Choosing the Right Servo Motor for Your Application
The decision between positional and continuous rotation servo motors comes down to the specific requirements of your application. Here are some pointers to help you choose the best motor:
Use a positional rotation servo motor if:
- You must have exact control over the rotational angle.
- The application requires repeatability and accuracy, such as in robotics or CNC machining.
- You are building systems like camera gimbals or steering mechanisms in RC vehicles where precise angular control is essential.
Use a continuous rotation servo motor if:
- You require continuous motion, such as in a mobile robot or conveyor system.
- There is no requirement for exact placement; the main issues are directionality and speed control.

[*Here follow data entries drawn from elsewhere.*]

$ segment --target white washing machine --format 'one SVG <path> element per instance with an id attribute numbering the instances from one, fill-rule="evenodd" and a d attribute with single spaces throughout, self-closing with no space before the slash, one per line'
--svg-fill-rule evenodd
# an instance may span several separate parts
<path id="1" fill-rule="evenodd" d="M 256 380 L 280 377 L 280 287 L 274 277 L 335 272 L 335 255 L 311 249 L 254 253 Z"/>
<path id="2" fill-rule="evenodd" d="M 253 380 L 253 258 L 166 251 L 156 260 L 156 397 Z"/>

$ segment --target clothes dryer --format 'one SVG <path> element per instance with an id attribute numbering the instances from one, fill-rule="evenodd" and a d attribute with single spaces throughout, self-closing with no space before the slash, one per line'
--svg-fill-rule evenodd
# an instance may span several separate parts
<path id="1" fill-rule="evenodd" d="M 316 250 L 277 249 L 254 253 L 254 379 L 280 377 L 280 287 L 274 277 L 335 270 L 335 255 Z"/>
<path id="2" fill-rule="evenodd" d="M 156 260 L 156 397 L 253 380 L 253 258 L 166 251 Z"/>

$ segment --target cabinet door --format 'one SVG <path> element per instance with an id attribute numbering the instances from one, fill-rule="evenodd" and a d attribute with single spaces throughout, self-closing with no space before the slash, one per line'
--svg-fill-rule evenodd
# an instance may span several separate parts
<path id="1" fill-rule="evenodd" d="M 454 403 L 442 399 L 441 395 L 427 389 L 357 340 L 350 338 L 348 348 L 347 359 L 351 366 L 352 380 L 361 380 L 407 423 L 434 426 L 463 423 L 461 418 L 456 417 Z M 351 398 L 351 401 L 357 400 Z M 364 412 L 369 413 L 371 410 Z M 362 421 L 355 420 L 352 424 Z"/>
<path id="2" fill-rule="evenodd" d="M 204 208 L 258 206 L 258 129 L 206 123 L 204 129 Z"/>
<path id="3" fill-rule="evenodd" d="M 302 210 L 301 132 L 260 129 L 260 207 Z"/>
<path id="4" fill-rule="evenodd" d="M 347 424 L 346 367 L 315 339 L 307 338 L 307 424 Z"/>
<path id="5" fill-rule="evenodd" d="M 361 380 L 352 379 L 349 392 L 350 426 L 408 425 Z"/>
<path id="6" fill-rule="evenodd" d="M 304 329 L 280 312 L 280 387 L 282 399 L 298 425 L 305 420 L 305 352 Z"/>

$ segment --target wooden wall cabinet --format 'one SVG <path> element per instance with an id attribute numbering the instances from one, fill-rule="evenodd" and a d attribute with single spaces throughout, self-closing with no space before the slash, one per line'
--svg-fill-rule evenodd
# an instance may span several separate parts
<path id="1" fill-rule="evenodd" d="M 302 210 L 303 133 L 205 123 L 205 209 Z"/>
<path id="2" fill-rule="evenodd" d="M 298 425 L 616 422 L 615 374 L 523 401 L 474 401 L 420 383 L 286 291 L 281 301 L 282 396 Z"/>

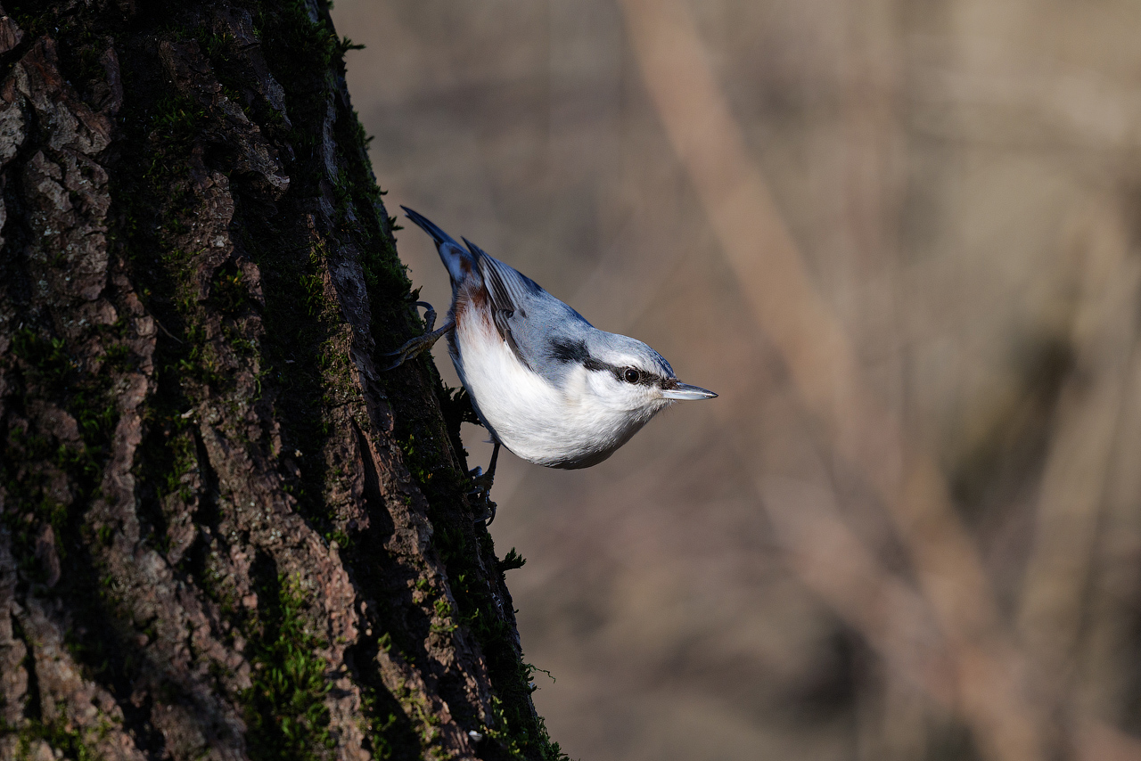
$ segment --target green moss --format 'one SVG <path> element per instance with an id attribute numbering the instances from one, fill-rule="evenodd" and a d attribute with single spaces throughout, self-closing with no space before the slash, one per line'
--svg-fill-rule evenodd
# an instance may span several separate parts
<path id="1" fill-rule="evenodd" d="M 305 612 L 299 576 L 259 590 L 253 686 L 242 695 L 254 761 L 316 761 L 337 745 L 325 705 L 329 664 L 316 654 L 327 642 L 309 631 Z"/>
<path id="2" fill-rule="evenodd" d="M 97 734 L 105 732 L 106 729 Z M 63 706 L 58 707 L 57 718 L 50 722 L 25 719 L 19 726 L 0 723 L 0 734 L 14 734 L 18 737 L 16 758 L 13 761 L 35 761 L 39 756 L 33 754 L 41 742 L 46 742 L 52 751 L 63 753 L 63 756 L 71 761 L 103 761 L 103 755 L 91 750 L 83 735 L 68 728 Z"/>
<path id="3" fill-rule="evenodd" d="M 500 573 L 502 573 L 504 570 L 513 570 L 515 568 L 523 568 L 526 564 L 527 559 L 521 554 L 519 554 L 518 552 L 516 552 L 515 548 L 512 547 L 510 550 L 508 550 L 507 554 L 503 556 L 503 559 L 500 560 L 497 565 Z"/>

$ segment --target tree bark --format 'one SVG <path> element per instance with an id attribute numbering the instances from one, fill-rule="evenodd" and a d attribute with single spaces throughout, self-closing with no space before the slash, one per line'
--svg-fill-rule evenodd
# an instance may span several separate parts
<path id="1" fill-rule="evenodd" d="M 315 0 L 0 10 L 0 758 L 548 759 Z M 378 72 L 378 75 L 382 74 Z"/>

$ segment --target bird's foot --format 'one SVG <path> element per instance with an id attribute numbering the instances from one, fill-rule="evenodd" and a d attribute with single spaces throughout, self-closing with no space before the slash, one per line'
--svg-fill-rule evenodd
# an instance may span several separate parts
<path id="1" fill-rule="evenodd" d="M 471 477 L 472 489 L 468 492 L 468 499 L 471 500 L 472 504 L 478 504 L 483 508 L 484 513 L 476 519 L 476 523 L 483 523 L 484 526 L 491 526 L 492 521 L 495 520 L 495 503 L 492 502 L 492 483 L 495 480 L 495 462 L 499 460 L 499 442 L 495 443 L 495 448 L 492 451 L 492 461 L 487 465 L 487 472 L 484 472 L 483 468 L 476 467 L 468 471 Z"/>
<path id="2" fill-rule="evenodd" d="M 482 508 L 482 513 L 476 518 L 477 524 L 491 526 L 495 520 L 495 503 L 492 502 L 492 481 L 494 473 L 485 473 L 483 468 L 474 468 L 468 472 L 471 476 L 472 489 L 468 492 L 468 499 L 472 505 Z"/>
<path id="3" fill-rule="evenodd" d="M 419 357 L 424 351 L 429 350 L 436 341 L 442 339 L 447 334 L 448 331 L 455 329 L 455 323 L 448 321 L 444 323 L 444 326 L 439 330 L 432 330 L 436 324 L 436 310 L 427 301 L 416 301 L 418 307 L 423 307 L 427 309 L 424 313 L 424 322 L 427 323 L 427 330 L 423 335 L 416 335 L 413 339 L 408 339 L 404 346 L 402 346 L 396 351 L 389 351 L 388 354 L 381 355 L 385 357 L 393 357 L 393 363 L 387 367 L 381 369 L 381 372 L 388 372 L 389 370 L 396 370 L 403 365 L 408 359 L 414 359 Z"/>

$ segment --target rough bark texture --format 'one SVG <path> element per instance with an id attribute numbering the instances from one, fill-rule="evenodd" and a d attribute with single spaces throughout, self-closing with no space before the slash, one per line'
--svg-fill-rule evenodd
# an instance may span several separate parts
<path id="1" fill-rule="evenodd" d="M 558 755 L 326 9 L 5 7 L 0 758 Z"/>

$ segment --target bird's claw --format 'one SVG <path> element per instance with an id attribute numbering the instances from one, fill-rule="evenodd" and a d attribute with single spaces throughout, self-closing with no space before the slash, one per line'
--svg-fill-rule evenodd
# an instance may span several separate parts
<path id="1" fill-rule="evenodd" d="M 416 301 L 416 306 L 423 307 L 427 310 L 424 311 L 424 323 L 427 330 L 422 335 L 416 335 L 415 338 L 405 341 L 404 346 L 402 346 L 396 351 L 389 351 L 388 354 L 382 354 L 381 355 L 382 357 L 395 357 L 395 359 L 390 365 L 382 367 L 381 372 L 396 370 L 408 359 L 416 358 L 424 351 L 431 349 L 432 345 L 435 345 L 436 341 L 442 339 L 448 331 L 455 327 L 455 323 L 448 321 L 447 323 L 444 324 L 443 327 L 434 331 L 432 326 L 435 326 L 436 324 L 436 310 L 427 301 Z"/>
<path id="2" fill-rule="evenodd" d="M 468 499 L 472 504 L 484 508 L 484 515 L 477 518 L 476 523 L 491 526 L 492 521 L 495 520 L 495 503 L 491 500 L 492 483 L 495 480 L 495 472 L 489 470 L 485 473 L 484 469 L 477 465 L 468 471 L 468 476 L 471 477 L 472 485 L 472 489 L 468 492 Z"/>

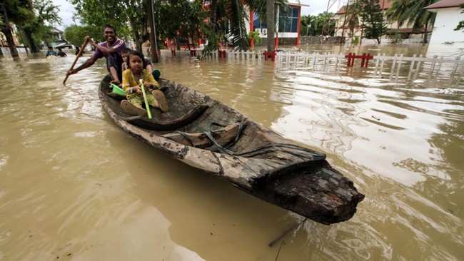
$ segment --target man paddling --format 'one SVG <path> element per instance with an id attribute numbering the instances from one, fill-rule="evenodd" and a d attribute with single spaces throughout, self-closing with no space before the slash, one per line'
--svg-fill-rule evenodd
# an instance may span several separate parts
<path id="1" fill-rule="evenodd" d="M 96 60 L 105 57 L 106 58 L 106 68 L 113 76 L 112 83 L 116 85 L 121 84 L 120 79 L 122 79 L 121 65 L 123 63 L 121 51 L 126 48 L 126 43 L 117 37 L 116 29 L 109 25 L 106 25 L 103 28 L 103 37 L 106 41 L 100 44 L 95 44 L 89 36 L 84 38 L 85 40 L 89 41 L 89 44 L 95 48 L 95 52 L 94 52 L 92 57 L 87 59 L 76 68 L 68 70 L 66 76 L 77 73 L 79 71 L 91 66 Z"/>

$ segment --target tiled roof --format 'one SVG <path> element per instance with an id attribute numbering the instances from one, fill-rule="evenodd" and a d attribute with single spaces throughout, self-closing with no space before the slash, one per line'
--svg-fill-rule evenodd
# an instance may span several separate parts
<path id="1" fill-rule="evenodd" d="M 379 2 L 380 4 L 380 7 L 383 10 L 389 9 L 393 4 L 393 0 L 379 0 Z M 335 13 L 335 14 L 343 14 L 345 13 L 346 13 L 346 6 L 343 6 L 340 9 L 340 10 Z"/>
<path id="2" fill-rule="evenodd" d="M 438 9 L 440 8 L 457 7 L 464 4 L 464 0 L 441 0 L 430 6 L 425 6 L 424 9 Z"/>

- You are building systems like wheels for robots or simple panning mechanisms where ongoing motion is needed.
Both positional rotation servo motors and continuous rotation servo motors have their unique strengths and limitations, making them suitable for different applications. Continuous rotation servos perform well in applications needing constant motion and speed control, while positional servos are best suited for jobs demanding exact control over angular position. As a servo motor manufacturer, understanding the differences between these two types of motors can help you make informed decisions based on your specific needs, whether you are building a robotic system, an RC vehicle, or an automated machine.